Complete graphs in the plane with colored edges where an edge don't cross edges with same color
A planar graph on n vertices can have at most 3n-6 edges, and so we will need at least $\frac{\binom n2}{3n-6} = \frac{n+1}{6} - \frac{1}{3(n-2)}$ colors.
In the other direction, when $n$ is odd, we can partition $K_n$ into $\frac{n-1}{2}$ Hamiltonian cycles, which are all planar. If we're allowed to curve the edges, we might embed these as follows (example for $K_9$). One cycle looks like:
and the other three cycles are obtained by $45^\circ, 90^\circ, 135^\circ$ rotations of this one. Here is a picture of the full coloring, though there's rather a lot going on:
The construction generalizes to any odd $n$, placing a single vertex in the center of a circle, the others around the perimeter, and zigzagging between them. Except for two edges out of the center and a single edge that would otherwise be a diameter, almost all the edges can be straight lines. This gives us a coloring with $\frac{n-1}{2}$ colors; when $n$ is even, we can color $K_{n+1}$ with $\frac n2$ colors, then delete the center vertex to get a coloring of $K_n$.

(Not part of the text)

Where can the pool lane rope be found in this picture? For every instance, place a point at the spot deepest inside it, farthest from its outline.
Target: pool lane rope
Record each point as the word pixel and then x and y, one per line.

So the correct answer is on the order of $cn$ for some constant $c$ between $\frac16$ and $\frac12$.
(If we can't curve the edges, I can't off-hand think of a better thing to do than to partition $K_n$ into $n-1$ perfect matchings for odd $n$, which gives us $n-1$ rather than $\frac{n-1}{2}$ cycles.)
This isn't a complete answer, but the quantity you're asking for is closely related to the thickness of a a graph, which is the minimum number of planar subgraphs which jointly cover the edges of the graph. It is known that the thickness of the complete graph $K_n$ is $\lfloor (n+7)/6 \rfloor$ except at $K_9$ and $K_{10}$.
I believe that the concepts aren't exactly equivalent, because your framing of the question requires all the planar subgraphs to use the same positions for the vertices, while thickness does not require the same restriction. However, the thickness still gives a lower bound on the number of colors required, and it's possible that diving into the papers in the MathWorld article would show that the constructions involved do use the same positions for all the subgraphs (or could be modified in that way).